Incidente Provenzano, lettera aperta della fidanzata: “Nessuno ha il diritto di giudicare. Lasciateci in pace”

La giovane donna si riferisce ai tanti utenti facebook che insultano e chiedono la morte di Fabio

PARTINICO – Una tragedia che assume sembianze sempre più grottesche, un dramma che oltre a consumarsi tra le mura domestiche sta avendo un riverbero tale, e di tale superficialità, da fare ribrezzo. Due vite stroncate, altre devastate, a cui si aggiungono gli insulti e le minacce di morte sui social da parte di molti utenti.

Avrebbero voluto sposarsi, dopo 10 anni di fidanzamento, Fabio Provenzano e Valeria Vivona, e forse lo faranno, ma sarà difficile per Fabio convivere con quanto accaduto. A raccontare del progetto di matrimonio è la stessa Valeria, 28enne di Alcamo, con una lettera aperta in cui esprime delusione, paura, rabbia.

Fabio Provenzano si è svegliato ieri dal coma farmacologico in cui era rimasto da quel tragico 12 luglio. Non si sa se sia stato messo al corrente di quanto accaduto ai suoi figli, frutto del primo matrimonio andato male, entrambi morti in quell’incidente. Al suo risveglio ha mostrato grande agitazione, al punto che i medici hanno dovuto sedarlo; tuttavia Fabio è fuori pericolo e non dovrà subire ulteriori interventi chirurgici. Ora bisognerà attendere qualche giorno per constatare i tempi di recupero e le possibili reazioni dell’organismo.

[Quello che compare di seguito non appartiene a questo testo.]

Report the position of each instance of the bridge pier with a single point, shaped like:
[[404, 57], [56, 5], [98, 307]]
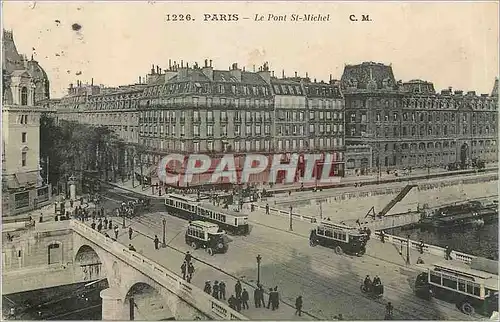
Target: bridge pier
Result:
[[113, 306]]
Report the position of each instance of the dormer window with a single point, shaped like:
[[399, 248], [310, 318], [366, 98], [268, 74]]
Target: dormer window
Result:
[[24, 96]]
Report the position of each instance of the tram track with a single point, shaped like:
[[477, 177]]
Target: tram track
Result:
[[415, 311]]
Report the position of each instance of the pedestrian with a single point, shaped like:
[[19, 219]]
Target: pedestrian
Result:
[[208, 287], [244, 299], [447, 254], [184, 270], [215, 290], [276, 299], [261, 297], [270, 297], [222, 290], [421, 246], [156, 242], [232, 302], [237, 289], [256, 297], [188, 257], [298, 305], [191, 272]]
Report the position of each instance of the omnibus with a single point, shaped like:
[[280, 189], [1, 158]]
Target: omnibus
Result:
[[472, 290], [191, 209], [344, 239], [202, 234]]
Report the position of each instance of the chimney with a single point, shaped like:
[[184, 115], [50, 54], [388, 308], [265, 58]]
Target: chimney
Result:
[[235, 72], [208, 71]]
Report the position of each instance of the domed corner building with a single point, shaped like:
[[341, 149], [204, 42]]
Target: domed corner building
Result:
[[25, 86]]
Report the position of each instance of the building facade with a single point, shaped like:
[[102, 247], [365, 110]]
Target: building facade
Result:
[[410, 125], [23, 86]]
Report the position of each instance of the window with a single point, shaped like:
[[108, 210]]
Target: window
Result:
[[24, 96], [23, 158]]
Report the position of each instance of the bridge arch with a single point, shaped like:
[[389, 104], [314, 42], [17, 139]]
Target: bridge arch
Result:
[[148, 303], [89, 264]]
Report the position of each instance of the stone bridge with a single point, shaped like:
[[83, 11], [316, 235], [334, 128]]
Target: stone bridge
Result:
[[157, 293]]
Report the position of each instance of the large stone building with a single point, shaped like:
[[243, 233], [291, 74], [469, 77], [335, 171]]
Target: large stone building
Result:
[[24, 85], [202, 110], [411, 125]]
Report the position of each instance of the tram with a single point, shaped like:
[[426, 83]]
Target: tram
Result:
[[344, 239], [470, 289], [191, 209]]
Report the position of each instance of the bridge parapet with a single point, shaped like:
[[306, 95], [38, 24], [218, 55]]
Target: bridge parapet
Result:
[[431, 249], [164, 277]]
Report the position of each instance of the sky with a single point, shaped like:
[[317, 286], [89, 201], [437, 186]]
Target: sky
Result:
[[449, 43]]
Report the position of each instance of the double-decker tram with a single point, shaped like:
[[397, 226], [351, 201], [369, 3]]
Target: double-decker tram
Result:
[[344, 239], [191, 209], [470, 289]]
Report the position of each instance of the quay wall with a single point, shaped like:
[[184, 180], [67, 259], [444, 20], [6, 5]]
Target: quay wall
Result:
[[355, 204]]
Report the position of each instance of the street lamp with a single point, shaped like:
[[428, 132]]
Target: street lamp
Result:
[[164, 221], [408, 250], [258, 269]]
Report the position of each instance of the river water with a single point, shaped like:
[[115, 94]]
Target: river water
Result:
[[480, 241]]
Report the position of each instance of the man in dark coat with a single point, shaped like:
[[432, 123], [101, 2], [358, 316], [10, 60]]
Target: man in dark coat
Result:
[[244, 299], [184, 270], [298, 306], [188, 257], [156, 242], [215, 290], [232, 302], [190, 272], [271, 296], [256, 297]]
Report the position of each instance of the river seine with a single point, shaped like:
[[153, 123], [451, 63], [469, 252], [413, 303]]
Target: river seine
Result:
[[480, 241]]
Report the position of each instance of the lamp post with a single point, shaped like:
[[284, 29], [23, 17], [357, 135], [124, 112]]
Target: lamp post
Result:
[[258, 269], [164, 221]]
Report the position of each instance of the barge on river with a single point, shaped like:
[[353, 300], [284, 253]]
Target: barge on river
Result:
[[472, 213]]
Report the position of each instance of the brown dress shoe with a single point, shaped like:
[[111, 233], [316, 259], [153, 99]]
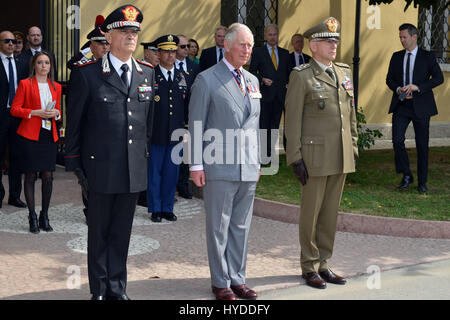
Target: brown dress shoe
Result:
[[223, 293], [331, 277], [314, 280], [244, 292]]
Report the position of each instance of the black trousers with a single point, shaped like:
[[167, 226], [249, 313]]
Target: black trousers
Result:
[[400, 122], [109, 231], [269, 118], [8, 137]]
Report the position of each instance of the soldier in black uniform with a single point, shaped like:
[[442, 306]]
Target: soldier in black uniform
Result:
[[109, 123], [97, 45], [171, 101]]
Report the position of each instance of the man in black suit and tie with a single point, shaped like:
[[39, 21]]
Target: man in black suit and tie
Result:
[[412, 75], [297, 57], [12, 70], [190, 70], [109, 125], [270, 64], [213, 55], [34, 38]]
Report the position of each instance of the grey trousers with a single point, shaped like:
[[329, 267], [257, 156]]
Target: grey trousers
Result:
[[229, 210]]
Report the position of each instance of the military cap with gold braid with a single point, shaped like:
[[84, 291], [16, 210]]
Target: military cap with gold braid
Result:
[[168, 42], [329, 28], [125, 17]]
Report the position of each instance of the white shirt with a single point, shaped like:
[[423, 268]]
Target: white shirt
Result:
[[177, 63], [218, 53], [33, 51], [117, 64], [5, 62], [412, 59], [276, 52], [299, 57], [165, 73]]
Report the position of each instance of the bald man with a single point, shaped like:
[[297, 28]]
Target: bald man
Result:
[[34, 38]]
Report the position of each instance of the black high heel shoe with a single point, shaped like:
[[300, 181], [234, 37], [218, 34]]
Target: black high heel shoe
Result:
[[32, 218], [44, 224]]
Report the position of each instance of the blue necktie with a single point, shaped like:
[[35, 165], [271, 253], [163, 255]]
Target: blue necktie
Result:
[[12, 82]]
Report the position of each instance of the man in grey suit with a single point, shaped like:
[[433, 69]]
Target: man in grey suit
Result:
[[223, 122]]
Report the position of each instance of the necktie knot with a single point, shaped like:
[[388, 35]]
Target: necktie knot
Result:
[[330, 72], [125, 67]]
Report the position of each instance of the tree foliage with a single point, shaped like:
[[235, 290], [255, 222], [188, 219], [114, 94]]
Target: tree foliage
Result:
[[423, 3]]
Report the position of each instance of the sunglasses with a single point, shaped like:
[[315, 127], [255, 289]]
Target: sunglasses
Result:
[[6, 41]]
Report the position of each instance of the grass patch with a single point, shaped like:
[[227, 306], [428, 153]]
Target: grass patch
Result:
[[372, 190]]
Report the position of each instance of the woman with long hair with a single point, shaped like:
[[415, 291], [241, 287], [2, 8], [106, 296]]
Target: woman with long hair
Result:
[[37, 102], [193, 51]]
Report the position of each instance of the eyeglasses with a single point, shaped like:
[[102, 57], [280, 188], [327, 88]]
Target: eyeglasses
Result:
[[329, 41], [6, 41]]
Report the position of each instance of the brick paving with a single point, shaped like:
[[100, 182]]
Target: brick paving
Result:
[[168, 261]]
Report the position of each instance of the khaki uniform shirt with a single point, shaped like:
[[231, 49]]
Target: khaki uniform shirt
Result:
[[321, 120]]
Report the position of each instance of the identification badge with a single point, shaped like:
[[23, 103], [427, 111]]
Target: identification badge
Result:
[[347, 84], [47, 124], [254, 92], [321, 104], [144, 88]]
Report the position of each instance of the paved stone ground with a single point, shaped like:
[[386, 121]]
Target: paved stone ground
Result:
[[168, 261]]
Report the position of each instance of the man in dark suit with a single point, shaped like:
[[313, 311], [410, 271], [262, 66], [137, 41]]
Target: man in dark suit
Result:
[[297, 57], [190, 70], [12, 70], [412, 75], [270, 64], [213, 55], [34, 38], [170, 105], [109, 123]]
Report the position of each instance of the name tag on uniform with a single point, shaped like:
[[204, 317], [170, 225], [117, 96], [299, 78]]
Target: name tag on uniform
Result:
[[254, 92], [47, 124], [347, 84], [144, 88]]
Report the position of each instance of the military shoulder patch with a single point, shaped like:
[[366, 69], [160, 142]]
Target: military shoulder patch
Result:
[[83, 63], [343, 65], [145, 63], [302, 67]]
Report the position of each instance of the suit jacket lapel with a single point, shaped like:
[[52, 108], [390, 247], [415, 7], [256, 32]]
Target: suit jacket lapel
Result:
[[226, 77], [137, 79], [322, 75], [113, 78]]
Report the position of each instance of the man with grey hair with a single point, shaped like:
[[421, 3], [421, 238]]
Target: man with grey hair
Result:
[[225, 98], [213, 55], [270, 64]]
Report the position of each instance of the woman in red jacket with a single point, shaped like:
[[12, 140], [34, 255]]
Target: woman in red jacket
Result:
[[37, 102]]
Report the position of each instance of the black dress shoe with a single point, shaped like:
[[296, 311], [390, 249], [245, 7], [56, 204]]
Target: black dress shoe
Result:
[[314, 280], [17, 203], [156, 217], [185, 194], [115, 298], [331, 277], [34, 226], [406, 181], [422, 188], [169, 216]]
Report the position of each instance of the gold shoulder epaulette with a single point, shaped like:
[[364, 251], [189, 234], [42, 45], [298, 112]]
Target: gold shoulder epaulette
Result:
[[302, 67], [343, 65]]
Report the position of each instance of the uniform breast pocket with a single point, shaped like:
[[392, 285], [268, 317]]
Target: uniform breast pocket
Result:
[[313, 149], [145, 96]]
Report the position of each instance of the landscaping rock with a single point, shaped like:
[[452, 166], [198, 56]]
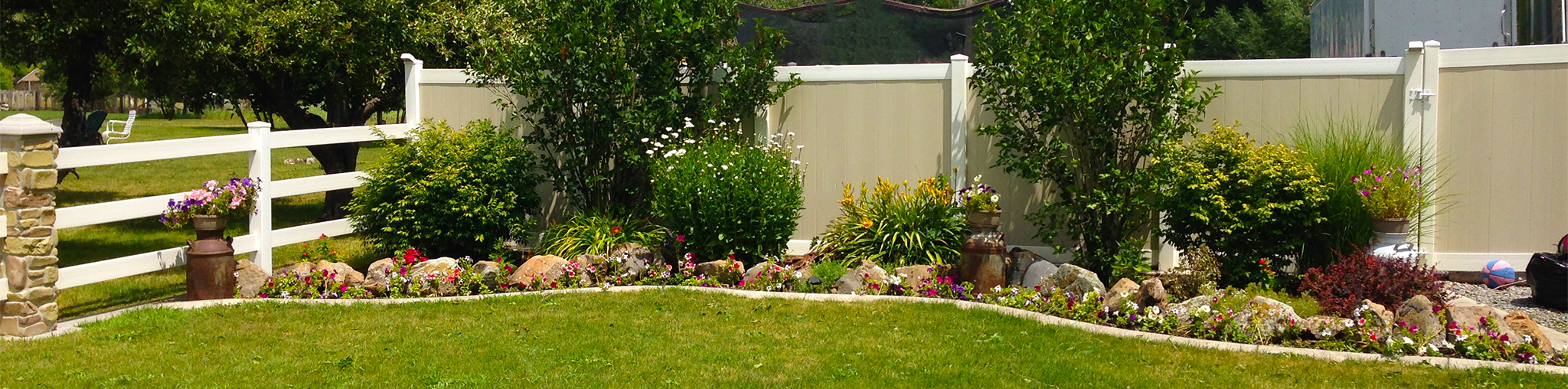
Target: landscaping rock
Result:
[[1037, 273], [250, 278], [1418, 312], [915, 275], [855, 279], [435, 276], [380, 273], [543, 269], [724, 270], [1116, 300], [634, 257], [1267, 315], [341, 272], [1527, 330], [1078, 281], [490, 272], [1186, 311], [1152, 294], [297, 270], [1382, 319], [1322, 327], [1559, 339], [1468, 314], [1021, 261]]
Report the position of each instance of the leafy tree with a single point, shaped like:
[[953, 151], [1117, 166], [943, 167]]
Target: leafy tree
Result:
[[312, 63], [1282, 30], [1084, 94], [601, 76], [74, 41]]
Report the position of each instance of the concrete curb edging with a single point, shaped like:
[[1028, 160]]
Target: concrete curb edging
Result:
[[1338, 357]]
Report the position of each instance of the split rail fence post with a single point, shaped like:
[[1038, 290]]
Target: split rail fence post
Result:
[[959, 118], [31, 264], [411, 70], [263, 168]]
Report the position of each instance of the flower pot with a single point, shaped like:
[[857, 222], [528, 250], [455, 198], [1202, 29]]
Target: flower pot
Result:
[[1391, 224], [984, 254], [209, 261]]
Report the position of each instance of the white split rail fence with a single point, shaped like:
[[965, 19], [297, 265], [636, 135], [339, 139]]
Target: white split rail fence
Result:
[[259, 143]]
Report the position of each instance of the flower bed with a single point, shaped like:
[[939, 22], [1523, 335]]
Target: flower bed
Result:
[[1416, 329]]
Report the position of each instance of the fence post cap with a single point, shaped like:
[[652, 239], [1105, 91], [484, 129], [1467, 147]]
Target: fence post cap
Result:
[[25, 124]]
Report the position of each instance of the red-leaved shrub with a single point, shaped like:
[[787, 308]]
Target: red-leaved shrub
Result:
[[1341, 286]]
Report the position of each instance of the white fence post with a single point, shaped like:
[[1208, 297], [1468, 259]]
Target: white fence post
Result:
[[263, 168], [411, 70], [959, 98], [1421, 123]]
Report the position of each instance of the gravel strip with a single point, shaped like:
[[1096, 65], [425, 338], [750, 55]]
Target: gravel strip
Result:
[[1512, 299]]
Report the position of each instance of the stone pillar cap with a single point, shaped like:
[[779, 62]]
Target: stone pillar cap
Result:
[[25, 124]]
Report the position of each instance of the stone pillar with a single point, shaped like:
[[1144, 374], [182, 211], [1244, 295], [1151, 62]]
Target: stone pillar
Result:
[[30, 256]]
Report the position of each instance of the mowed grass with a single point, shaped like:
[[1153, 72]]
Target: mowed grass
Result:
[[659, 339], [129, 181]]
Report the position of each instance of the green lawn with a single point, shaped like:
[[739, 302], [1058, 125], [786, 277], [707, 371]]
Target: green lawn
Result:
[[659, 339], [127, 181]]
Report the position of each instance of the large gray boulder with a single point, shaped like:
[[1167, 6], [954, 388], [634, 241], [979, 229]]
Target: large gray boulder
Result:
[[380, 275], [1037, 273], [1078, 281], [1119, 294], [436, 276], [1416, 312], [1021, 261], [855, 279], [634, 257], [541, 269]]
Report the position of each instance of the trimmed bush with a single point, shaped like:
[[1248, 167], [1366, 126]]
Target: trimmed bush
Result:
[[730, 198], [1341, 286], [896, 224], [1247, 203], [449, 191]]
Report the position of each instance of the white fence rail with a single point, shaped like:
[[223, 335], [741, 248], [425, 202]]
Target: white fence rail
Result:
[[259, 143]]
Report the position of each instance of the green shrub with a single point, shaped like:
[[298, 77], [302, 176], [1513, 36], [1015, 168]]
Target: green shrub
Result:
[[1340, 149], [450, 191], [728, 198], [596, 233], [896, 224], [1247, 203], [603, 74], [1084, 93]]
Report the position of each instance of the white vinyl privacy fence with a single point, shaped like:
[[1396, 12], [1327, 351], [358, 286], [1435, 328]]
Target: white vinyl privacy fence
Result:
[[259, 143]]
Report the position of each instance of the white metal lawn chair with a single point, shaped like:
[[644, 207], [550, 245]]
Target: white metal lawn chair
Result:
[[124, 127]]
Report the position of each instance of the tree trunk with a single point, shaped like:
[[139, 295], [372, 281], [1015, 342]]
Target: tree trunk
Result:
[[77, 98]]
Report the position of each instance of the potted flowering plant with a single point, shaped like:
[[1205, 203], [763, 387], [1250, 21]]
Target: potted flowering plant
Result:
[[1393, 197], [984, 254], [209, 272], [981, 201]]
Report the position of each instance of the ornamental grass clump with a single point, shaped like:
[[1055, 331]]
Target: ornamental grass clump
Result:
[[896, 224], [596, 233], [233, 200], [459, 191], [1393, 193], [728, 197]]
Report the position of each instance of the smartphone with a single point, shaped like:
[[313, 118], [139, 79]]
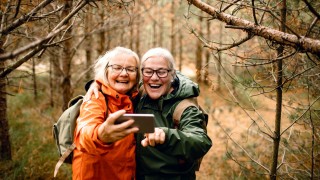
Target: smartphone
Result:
[[145, 122]]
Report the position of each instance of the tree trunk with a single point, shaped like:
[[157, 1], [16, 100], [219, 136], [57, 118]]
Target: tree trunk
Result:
[[180, 51], [102, 37], [199, 53], [207, 57], [34, 76], [277, 137], [66, 61], [173, 52], [5, 146], [88, 44]]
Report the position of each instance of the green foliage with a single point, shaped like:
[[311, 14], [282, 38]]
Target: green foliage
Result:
[[34, 151]]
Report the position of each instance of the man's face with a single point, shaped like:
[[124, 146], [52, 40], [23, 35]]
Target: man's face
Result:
[[154, 85]]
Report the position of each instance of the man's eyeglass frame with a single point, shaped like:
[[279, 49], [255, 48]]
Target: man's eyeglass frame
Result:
[[155, 71]]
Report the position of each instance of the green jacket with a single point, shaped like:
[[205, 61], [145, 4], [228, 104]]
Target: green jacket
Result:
[[175, 159]]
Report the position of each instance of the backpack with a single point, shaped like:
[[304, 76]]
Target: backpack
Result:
[[177, 116], [63, 131]]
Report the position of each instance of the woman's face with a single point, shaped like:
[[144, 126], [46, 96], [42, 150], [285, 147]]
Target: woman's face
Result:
[[122, 80], [156, 86]]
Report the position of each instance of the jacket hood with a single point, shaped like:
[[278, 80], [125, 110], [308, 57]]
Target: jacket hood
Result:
[[184, 87]]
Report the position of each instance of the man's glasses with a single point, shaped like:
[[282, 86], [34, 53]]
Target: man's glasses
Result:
[[118, 69], [161, 73]]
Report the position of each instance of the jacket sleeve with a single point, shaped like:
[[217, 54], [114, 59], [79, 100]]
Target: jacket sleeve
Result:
[[92, 115], [190, 140]]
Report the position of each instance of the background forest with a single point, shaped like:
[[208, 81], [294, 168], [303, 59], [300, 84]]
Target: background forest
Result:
[[257, 63]]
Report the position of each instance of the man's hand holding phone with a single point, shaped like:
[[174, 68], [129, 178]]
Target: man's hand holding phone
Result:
[[110, 132]]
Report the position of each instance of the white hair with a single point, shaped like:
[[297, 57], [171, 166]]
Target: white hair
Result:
[[160, 52]]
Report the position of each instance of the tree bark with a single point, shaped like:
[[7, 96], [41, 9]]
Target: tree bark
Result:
[[66, 61], [5, 146], [277, 130], [301, 43], [199, 53]]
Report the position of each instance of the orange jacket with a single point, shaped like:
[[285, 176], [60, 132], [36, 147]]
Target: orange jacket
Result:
[[94, 159]]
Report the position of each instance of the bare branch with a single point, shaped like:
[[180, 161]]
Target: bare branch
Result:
[[24, 18], [302, 43], [295, 121], [312, 9], [15, 53]]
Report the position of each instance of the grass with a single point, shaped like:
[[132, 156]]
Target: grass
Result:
[[33, 150]]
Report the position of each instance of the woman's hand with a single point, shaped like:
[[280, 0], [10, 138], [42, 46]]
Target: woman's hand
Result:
[[94, 89], [152, 139], [110, 132]]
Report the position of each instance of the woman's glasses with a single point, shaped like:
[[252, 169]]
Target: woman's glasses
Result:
[[161, 73]]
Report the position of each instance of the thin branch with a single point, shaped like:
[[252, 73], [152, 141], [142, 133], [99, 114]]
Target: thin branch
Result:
[[311, 26], [231, 4], [247, 153], [254, 13], [15, 53], [210, 46], [303, 43], [24, 18], [300, 115], [38, 48], [78, 7], [312, 9]]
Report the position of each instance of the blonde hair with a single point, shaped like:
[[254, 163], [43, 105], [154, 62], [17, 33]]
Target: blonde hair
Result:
[[101, 66]]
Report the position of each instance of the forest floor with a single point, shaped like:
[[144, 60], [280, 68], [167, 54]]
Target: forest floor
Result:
[[226, 117]]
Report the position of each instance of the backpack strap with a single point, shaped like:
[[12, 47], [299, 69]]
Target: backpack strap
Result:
[[181, 107], [63, 158]]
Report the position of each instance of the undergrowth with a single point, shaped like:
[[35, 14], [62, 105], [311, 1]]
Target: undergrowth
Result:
[[34, 153]]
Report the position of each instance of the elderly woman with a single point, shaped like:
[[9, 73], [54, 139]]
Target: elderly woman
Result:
[[170, 152], [105, 150]]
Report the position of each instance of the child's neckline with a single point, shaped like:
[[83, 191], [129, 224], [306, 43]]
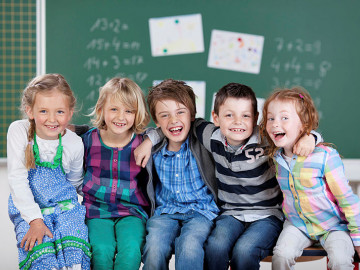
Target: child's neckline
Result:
[[115, 146]]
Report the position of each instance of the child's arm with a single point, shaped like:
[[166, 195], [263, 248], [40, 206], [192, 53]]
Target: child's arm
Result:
[[152, 136], [17, 173], [142, 153], [74, 160], [78, 129], [21, 193], [348, 202], [306, 144]]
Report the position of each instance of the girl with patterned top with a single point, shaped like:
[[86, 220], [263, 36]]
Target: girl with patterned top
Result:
[[45, 170], [319, 204], [114, 197]]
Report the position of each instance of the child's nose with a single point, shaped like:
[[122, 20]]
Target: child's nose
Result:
[[174, 118]]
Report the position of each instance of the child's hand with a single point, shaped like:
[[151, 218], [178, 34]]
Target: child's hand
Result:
[[142, 153], [36, 232], [305, 146], [357, 249]]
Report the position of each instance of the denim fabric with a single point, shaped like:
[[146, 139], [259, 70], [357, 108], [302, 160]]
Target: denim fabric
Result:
[[183, 233], [242, 244]]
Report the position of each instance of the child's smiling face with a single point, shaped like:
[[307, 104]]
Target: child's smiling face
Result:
[[283, 124], [51, 112], [174, 119], [236, 120]]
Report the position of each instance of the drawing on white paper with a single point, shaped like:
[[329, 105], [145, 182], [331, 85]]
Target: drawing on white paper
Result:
[[199, 88], [235, 51], [176, 35]]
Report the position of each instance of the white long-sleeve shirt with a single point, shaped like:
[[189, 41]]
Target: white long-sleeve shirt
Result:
[[72, 162]]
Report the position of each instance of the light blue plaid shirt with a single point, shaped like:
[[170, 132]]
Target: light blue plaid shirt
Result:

“Sono 10 anni che sto con Fabio – dice Valeria Vivona nella lettera -. Lui amava i suoi bambini, come un genitore sa amare i suoi figli. E i suoi bambini amavano il suo papà, come sanno tutte le persone che lo conoscono. Ma chi realmente sa la verità di ciò che è accaduto quella notte? Neanch’io la so, so solo che abbiamo sofferto come solo Dio sa. So che riporteremo questo tragico incidente a vita. So che quando lui saprà morirà dentro per sempre. Siamo esseri umani e tutti sbagliamo, tutti. Nessuno, e dico nessuno, ha il diritto di giudicare”.

Valeria si riferisce ai commenti dei numerosissimi leoni da tastiera, sempre pronti a vomitare insulti sulle tragedie altrui. Proprio ieri, alla notizia del risveglio di Fabio, molti utenti facebook hanno infierito con parole irripetibili, fino ad augurarsi addirittura la morte del giovane. È uno scenario ormai comunissimo quello della perdita di umanità, soprattutto quando ci si sente protetti e sicuri dietro il proprio computer.

Fabio Provenzano è attualmente indagato dalla Procura di Trapani per omicidio stradale aggravato dall’uso di stupefacenti. “Fabio quella sera non era drogato come tutti dite, Fabio non ha mai voluto uccidere i suoi figli, Fabio viveva per loro – prosegue la fidanzata -. I giornali fanno il loro lavoro ma non sempre dicono la verità. È risultato positivo al test di 2° livello che significa altro, ma visto che siete così bravi a leggere fate come ho fatto io. Fate una ricerca su Google e vedete cosa significa”.

“Adesso per favore lasciateci in pace perché abbiamo già abbastanza dolore e rabbia dentro. Sognavamo un futuro insieme. Il sogno di Fabio e Francesco era di venire a vivere con noi, non facevano altro che ripetermelo” conclude Valeria.